The American Dream

What happened to America and the American Dream? There was a time when someone could achieve anything with hard work. This is no longer the case. The job market has become so competitive we must rely on luck or personal connections to land a job. Recent graduates often enter the world without experience or real training. They quickly discover how difficult survival can be, especially with student loans to pay off.
So what went wrong? What made our society fall so far, so fast: Was it Wall Street, our involvement in the Middle East, or simply irresponsible spending by our government? While all of these factors contributed to the demise of our economy, the true culprit, and the issue we may never overcome, is public education.
Public education was designed to provide every American with an opportunity for success. Instead, it has robbed us of that very opportunity. With public education came standardized testing and with standardized testing came the death of creativity in the classroom. However, the problems reach deeper than the impact felt in classes.
Public education created a job market for teachers. There was a time when people had a legitimate passion for teaching. This passion led to a career in education. Now people become educators to pay the bills.
Students, however, are not without blame. Before public education, students placed greater value on their education. Value was placed on the knowledge gained, not the degree received.
During the 12 years of an average person’s education, teachers convince their students a college degree is a prerequisite for success. Therefore graduates flooded universities with applications, forcing the institutions to use statistics to determine admissions. Students are now admitted based on GPAs and SAT/ACT scores, factors that provide little information about the personal character of an applicant. These newly admitted students are not in college for knowledge, but for the same reason they went to high school, because they were told they had to. A college degree is now a means to an end, not valued for what it is, but for what it can get you.

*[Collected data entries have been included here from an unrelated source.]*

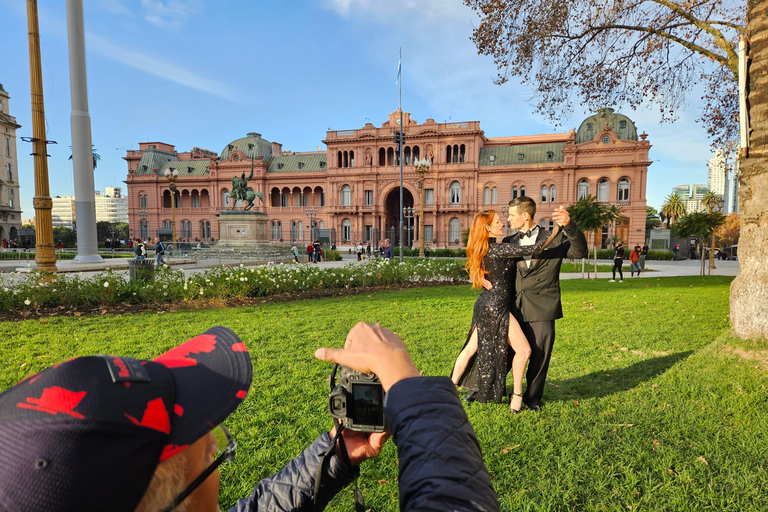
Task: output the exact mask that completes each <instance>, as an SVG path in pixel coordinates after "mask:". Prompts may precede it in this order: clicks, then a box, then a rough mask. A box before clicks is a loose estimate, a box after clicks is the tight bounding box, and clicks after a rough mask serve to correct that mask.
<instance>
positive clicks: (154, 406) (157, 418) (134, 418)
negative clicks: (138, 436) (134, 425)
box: [125, 398, 171, 434]
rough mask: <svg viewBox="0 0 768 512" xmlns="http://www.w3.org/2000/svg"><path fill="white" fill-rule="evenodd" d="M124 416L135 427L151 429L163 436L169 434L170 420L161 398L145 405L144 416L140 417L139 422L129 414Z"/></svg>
mask: <svg viewBox="0 0 768 512" xmlns="http://www.w3.org/2000/svg"><path fill="white" fill-rule="evenodd" d="M125 416H126V418H128V419H129V420H131V421H132V422H134V423H135V424H136V425H140V426H142V427H148V428H153V429H155V430H159V431H160V432H163V433H165V434H169V433H170V432H171V420H170V419H169V418H168V411H167V410H166V409H165V404H164V403H163V399H162V398H155V399H154V400H150V401H149V403H147V408H146V409H144V416H142V417H141V421H139V420H137V419H136V418H134V417H133V416H131V415H130V414H126V415H125Z"/></svg>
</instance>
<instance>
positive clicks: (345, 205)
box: [341, 185, 352, 206]
mask: <svg viewBox="0 0 768 512" xmlns="http://www.w3.org/2000/svg"><path fill="white" fill-rule="evenodd" d="M351 204H352V187H350V186H349V185H344V186H343V187H341V206H349V205H351Z"/></svg>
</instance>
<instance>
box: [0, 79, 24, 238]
mask: <svg viewBox="0 0 768 512" xmlns="http://www.w3.org/2000/svg"><path fill="white" fill-rule="evenodd" d="M10 98H11V97H10V96H9V95H8V93H7V92H6V91H5V89H3V84H0V132H1V134H0V143H2V148H0V240H3V239H11V240H14V239H18V237H19V229H21V205H20V203H19V201H20V195H19V166H18V161H19V160H18V157H17V155H16V130H18V129H19V128H21V125H20V124H17V123H16V118H15V117H13V116H12V115H11V114H10V106H9V100H10Z"/></svg>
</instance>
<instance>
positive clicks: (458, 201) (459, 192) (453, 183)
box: [448, 181, 461, 220]
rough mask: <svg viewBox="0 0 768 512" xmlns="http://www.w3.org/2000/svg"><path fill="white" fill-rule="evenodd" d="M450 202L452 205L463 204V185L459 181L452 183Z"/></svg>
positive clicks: (449, 201)
mask: <svg viewBox="0 0 768 512" xmlns="http://www.w3.org/2000/svg"><path fill="white" fill-rule="evenodd" d="M448 202H449V203H451V204H459V203H461V184H460V183H459V182H458V181H454V182H452V183H451V187H450V190H449V200H448ZM457 220H458V219H457Z"/></svg>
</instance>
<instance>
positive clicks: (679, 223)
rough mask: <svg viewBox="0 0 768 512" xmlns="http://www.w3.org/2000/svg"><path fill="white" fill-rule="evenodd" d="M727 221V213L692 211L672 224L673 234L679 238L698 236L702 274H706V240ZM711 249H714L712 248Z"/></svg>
mask: <svg viewBox="0 0 768 512" xmlns="http://www.w3.org/2000/svg"><path fill="white" fill-rule="evenodd" d="M724 223H725V215H723V214H722V213H720V212H714V211H711V212H692V213H688V214H686V215H683V216H682V217H680V219H679V220H678V222H677V223H676V224H675V225H674V226H672V234H673V235H675V236H676V237H678V238H686V239H688V238H691V237H695V238H696V245H698V246H699V251H700V253H701V275H702V276H703V275H704V250H703V248H704V241H705V239H706V238H708V237H710V236H711V235H712V233H714V231H715V230H716V229H717V228H719V227H720V226H722V225H723V224H724ZM710 250H714V248H711V249H710Z"/></svg>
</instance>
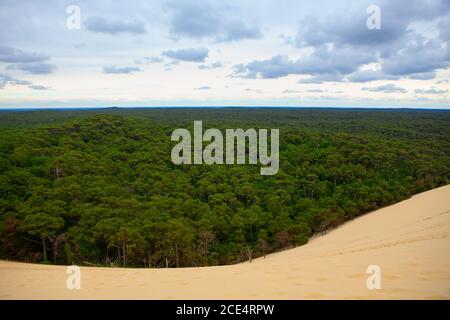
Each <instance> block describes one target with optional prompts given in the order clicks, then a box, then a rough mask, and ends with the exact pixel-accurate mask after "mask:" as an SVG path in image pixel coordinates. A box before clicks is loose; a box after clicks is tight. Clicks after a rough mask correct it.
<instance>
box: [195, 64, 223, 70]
mask: <svg viewBox="0 0 450 320" xmlns="http://www.w3.org/2000/svg"><path fill="white" fill-rule="evenodd" d="M221 67H223V63H222V62H214V63H211V64H209V65H208V64H201V65H199V66H198V68H199V69H201V70H204V69H217V68H221Z"/></svg>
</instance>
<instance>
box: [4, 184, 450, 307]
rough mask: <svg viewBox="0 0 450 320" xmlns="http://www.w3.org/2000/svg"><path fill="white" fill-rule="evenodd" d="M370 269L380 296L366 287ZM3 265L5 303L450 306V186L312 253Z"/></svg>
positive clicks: (310, 242)
mask: <svg viewBox="0 0 450 320" xmlns="http://www.w3.org/2000/svg"><path fill="white" fill-rule="evenodd" d="M369 265H378V266H379V267H380V268H381V279H382V280H381V289H380V290H369V289H368V288H367V286H366V280H367V278H368V276H369V275H368V274H366V269H367V267H368V266H369ZM66 279H67V274H66V267H63V266H44V265H33V264H25V263H15V262H5V261H2V262H0V299H403V298H409V299H449V298H450V185H448V186H445V187H442V188H438V189H435V190H431V191H428V192H425V193H422V194H419V195H416V196H414V197H412V198H411V199H409V200H406V201H403V202H400V203H398V204H395V205H392V206H390V207H386V208H383V209H380V210H378V211H375V212H372V213H370V214H367V215H365V216H362V217H360V218H358V219H356V220H354V221H351V222H348V223H346V224H345V225H343V226H342V227H340V228H338V229H336V230H334V231H332V232H329V233H328V234H327V235H325V236H322V237H316V238H315V239H312V240H311V241H310V242H309V243H308V244H307V245H305V246H302V247H299V248H296V249H292V250H288V251H284V252H280V253H276V254H272V255H269V256H267V257H266V258H265V259H263V258H260V259H256V260H254V261H253V263H251V264H249V263H244V264H240V265H233V266H221V267H205V268H185V269H106V268H88V267H82V268H81V289H80V290H68V289H67V287H66Z"/></svg>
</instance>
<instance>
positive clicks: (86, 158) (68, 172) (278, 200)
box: [0, 108, 450, 267]
mask: <svg viewBox="0 0 450 320" xmlns="http://www.w3.org/2000/svg"><path fill="white" fill-rule="evenodd" d="M193 120H203V125H204V127H205V129H206V128H207V127H216V128H219V129H221V130H224V129H225V128H243V129H246V128H250V127H252V128H269V129H270V128H279V129H280V171H279V172H278V174H276V175H274V176H261V175H260V173H259V167H258V166H255V165H211V166H209V165H181V166H176V165H174V164H173V163H172V162H171V160H170V152H171V149H172V147H173V146H174V144H175V143H173V142H171V141H170V135H171V133H172V131H173V130H174V129H176V128H180V127H185V128H188V129H192V125H193ZM0 134H1V138H2V139H1V140H0V154H1V156H0V190H1V193H0V258H3V259H4V258H8V259H17V260H23V261H34V262H38V261H47V260H49V261H50V262H53V263H58V264H67V263H77V264H81V265H82V264H96V265H106V266H136V267H166V266H167V267H183V266H205V265H217V264H230V263H236V262H240V261H244V260H248V259H251V257H256V256H262V255H265V254H267V253H269V252H272V251H276V250H281V249H284V248H289V247H292V246H296V245H302V244H305V243H306V242H307V241H308V238H309V237H310V236H311V235H312V234H314V233H323V232H326V231H327V230H329V229H330V228H334V227H336V226H338V225H339V224H341V223H343V222H344V221H346V220H349V219H352V218H354V217H356V216H358V215H361V214H363V213H366V212H369V211H372V210H375V209H377V208H380V207H383V206H386V205H389V204H392V203H395V202H398V201H401V200H403V199H406V198H408V197H410V196H411V195H412V194H414V193H417V192H422V191H425V190H428V189H431V188H435V187H438V186H441V185H445V184H447V183H448V182H449V180H450V112H444V111H414V110H406V111H397V110H332V109H325V110H319V109H300V110H295V109H235V108H224V109H202V110H201V109H154V110H153V109H143V110H141V109H135V110H122V109H109V110H102V111H99V110H90V111H88V110H83V111H70V110H69V111H39V112H38V111H29V112H4V111H3V112H0ZM50 254H51V255H50Z"/></svg>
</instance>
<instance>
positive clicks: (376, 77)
mask: <svg viewBox="0 0 450 320" xmlns="http://www.w3.org/2000/svg"><path fill="white" fill-rule="evenodd" d="M346 78H347V80H348V81H351V82H369V81H376V80H397V79H400V77H399V76H392V75H389V74H385V73H383V72H381V71H380V70H357V71H355V72H354V73H352V74H350V75H348V76H347V77H346Z"/></svg>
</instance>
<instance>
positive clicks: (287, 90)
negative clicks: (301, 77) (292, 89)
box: [281, 89, 301, 93]
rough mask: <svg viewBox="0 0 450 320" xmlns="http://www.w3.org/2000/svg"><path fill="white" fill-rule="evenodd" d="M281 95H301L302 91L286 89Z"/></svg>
mask: <svg viewBox="0 0 450 320" xmlns="http://www.w3.org/2000/svg"><path fill="white" fill-rule="evenodd" d="M281 93H301V91H298V90H290V89H286V90H283V91H282V92H281Z"/></svg>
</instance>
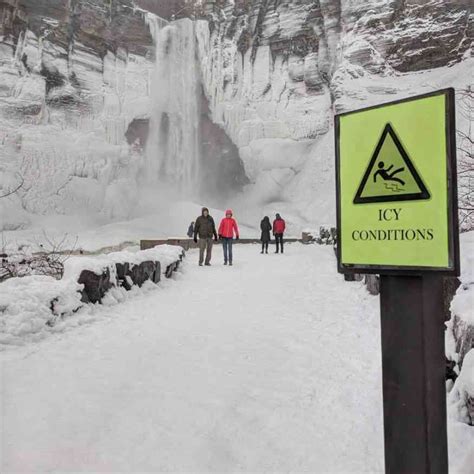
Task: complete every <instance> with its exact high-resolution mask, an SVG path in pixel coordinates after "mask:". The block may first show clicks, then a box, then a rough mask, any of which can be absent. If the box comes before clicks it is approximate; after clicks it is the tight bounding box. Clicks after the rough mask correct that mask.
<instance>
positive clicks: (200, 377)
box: [0, 244, 473, 473]
mask: <svg viewBox="0 0 474 474" xmlns="http://www.w3.org/2000/svg"><path fill="white" fill-rule="evenodd" d="M259 251H260V247H259V246H258V245H239V246H235V249H234V254H235V256H234V267H232V268H229V267H224V266H223V265H222V264H221V261H222V256H221V253H220V252H221V250H220V248H219V247H216V248H215V249H214V257H213V262H212V263H213V266H211V267H209V268H207V267H198V265H197V252H196V251H190V252H189V253H188V256H187V258H186V259H185V262H184V265H183V266H182V267H181V269H180V272H178V274H177V276H176V279H174V280H166V281H164V282H162V283H163V284H164V285H163V284H160V286H159V287H158V288H156V287H155V289H153V290H149V291H147V292H145V293H136V294H135V295H134V296H133V298H132V299H129V300H125V301H123V302H122V303H121V304H120V305H114V306H112V307H107V306H105V307H104V306H102V307H100V306H96V307H94V308H93V310H94V312H95V313H96V316H95V318H94V319H93V320H92V319H91V320H89V321H87V320H84V323H83V324H80V325H77V327H75V328H74V330H71V331H65V332H58V333H57V334H56V335H55V336H54V337H51V338H48V339H47V340H43V341H42V342H38V343H34V344H30V345H28V346H27V347H20V348H18V347H17V348H11V349H9V350H7V351H4V352H3V353H2V354H0V358H1V359H0V360H1V373H2V407H3V428H2V430H3V432H2V434H3V445H2V446H3V452H2V459H3V461H2V462H3V466H2V467H3V470H4V471H5V472H12V471H26V472H32V471H34V472H49V471H57V472H65V471H75V472H78V471H85V472H105V471H115V472H164V471H166V472H235V471H239V472H275V471H279V472H328V473H329V472H333V473H336V472H354V473H355V472H357V473H359V472H380V473H381V472H383V469H384V468H383V429H382V387H381V354H380V336H379V334H380V327H379V310H378V298H375V297H373V296H370V295H369V294H368V293H367V291H366V290H365V288H364V286H363V284H362V283H360V282H354V283H346V282H344V280H343V277H342V275H339V274H337V273H336V262H335V257H334V254H333V251H332V249H330V248H328V247H325V246H317V245H312V246H303V245H300V244H289V245H287V246H286V249H285V252H286V253H285V254H284V255H275V254H269V255H260V254H259ZM32 387H34V390H32ZM456 423H457V422H456ZM449 429H450V453H454V454H455V455H456V456H453V457H452V462H453V463H457V462H458V461H457V460H458V459H460V457H459V456H460V455H461V454H462V455H463V457H465V455H466V456H467V454H466V453H467V452H466V443H468V444H469V440H471V439H472V432H473V430H472V429H471V428H470V427H468V426H467V425H465V424H462V423H459V424H456V425H454V421H450V423H449ZM453 442H454V444H452V443H453ZM461 464H462V463H461V461H459V469H461ZM465 466H468V464H465ZM451 467H452V469H451V471H450V472H459V473H462V472H467V471H462V470H457V468H458V465H457V464H456V465H455V464H452V466H451Z"/></svg>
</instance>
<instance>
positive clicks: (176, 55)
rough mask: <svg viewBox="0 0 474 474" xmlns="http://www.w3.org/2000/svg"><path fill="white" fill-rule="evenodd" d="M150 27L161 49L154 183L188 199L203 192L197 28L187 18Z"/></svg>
mask: <svg viewBox="0 0 474 474" xmlns="http://www.w3.org/2000/svg"><path fill="white" fill-rule="evenodd" d="M148 24H149V25H150V31H151V34H152V35H153V38H154V40H155V45H156V65H155V70H154V72H153V79H152V90H151V100H152V115H151V118H150V136H149V138H148V143H147V148H146V166H145V172H146V173H145V175H146V180H147V182H148V183H149V184H156V183H168V184H171V185H172V186H173V187H174V189H176V190H177V191H179V192H180V194H182V195H185V194H186V193H187V192H190V193H192V194H194V195H195V194H196V193H197V192H198V188H199V173H200V153H199V141H198V140H199V117H200V105H199V104H200V103H199V93H200V90H199V87H200V86H199V85H200V75H199V69H198V65H197V63H196V54H195V52H196V35H195V24H194V22H193V21H191V20H189V19H187V18H185V19H181V20H177V21H173V22H170V23H168V22H166V21H164V20H162V19H160V18H158V17H156V16H154V15H150V17H148Z"/></svg>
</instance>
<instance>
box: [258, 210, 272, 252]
mask: <svg viewBox="0 0 474 474" xmlns="http://www.w3.org/2000/svg"><path fill="white" fill-rule="evenodd" d="M260 230H261V231H262V234H261V235H260V241H261V242H262V251H261V252H260V253H264V252H265V253H268V243H269V242H270V239H271V237H270V232H271V231H272V225H271V224H270V219H269V217H268V216H265V217H264V218H263V219H262V222H260Z"/></svg>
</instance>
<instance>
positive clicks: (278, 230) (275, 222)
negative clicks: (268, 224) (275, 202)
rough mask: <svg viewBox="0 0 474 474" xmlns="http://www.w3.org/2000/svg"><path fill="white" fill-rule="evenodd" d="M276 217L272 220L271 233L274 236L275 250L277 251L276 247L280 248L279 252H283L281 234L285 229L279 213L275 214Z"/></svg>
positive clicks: (282, 233)
mask: <svg viewBox="0 0 474 474" xmlns="http://www.w3.org/2000/svg"><path fill="white" fill-rule="evenodd" d="M275 217H276V219H275V220H274V221H273V235H274V236H275V243H276V247H277V249H276V252H275V253H278V249H279V248H281V253H283V234H284V232H285V229H286V224H285V221H284V220H283V219H282V218H281V216H280V214H278V213H277V214H276V216H275Z"/></svg>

Classrooms are filled with students who aren’t in class to learn, and led by professors who aren’t there to teach.
There are students who care significantly about their education, just as there are exceptional teachers. But haven’t we all endured a class from a lackluster teacher? Can you really say you leave every class with a greater understanding? Aren’t we all guilty at one point of focusing on our grade rather than the knowledge we gained?
So what do we do? We stop relying on our professors.
We live in a time where information is everywhere and we have uninterrupted access to thoughts, ideas and discoveries from people throughout the globe. Spend an hour on the Internet conducting research and compare what you learn to an hour spent in the classroom.
We should use our professors to verify what we learn in our own time. We should treat them as consultants, not prophets.
Some say that Internet sources lack credibility. Yet what credentials do our professors really have? While some have years of experience, if they have been out of the field for a decade the world they worked in no longer exists. Other professors only have a college degree. Now what is the real value of a degree? We all know of someone who did well in class, earned their degree and headed off to the workforce only to return to school later in need of further education. They were forced to come back because the value we place on our education is disproportionate to the value employers place on that same education. If our degree isn’t enough to get us a job, should a degree be enough to make our teachers’ words doctrine?
Yes, a degree still holds value, but only because it is a societal expectation, not because it guarantees any tangible benefits. We must all take responsibility for our own education. No professor, classmate or adviser should value our education more than we do. We need to conduct our own research and make knowledge the priority, not grades. This is our only opportunity to create separation from the crowd. This is how we achieve our goals, and how we achieve the American Dream.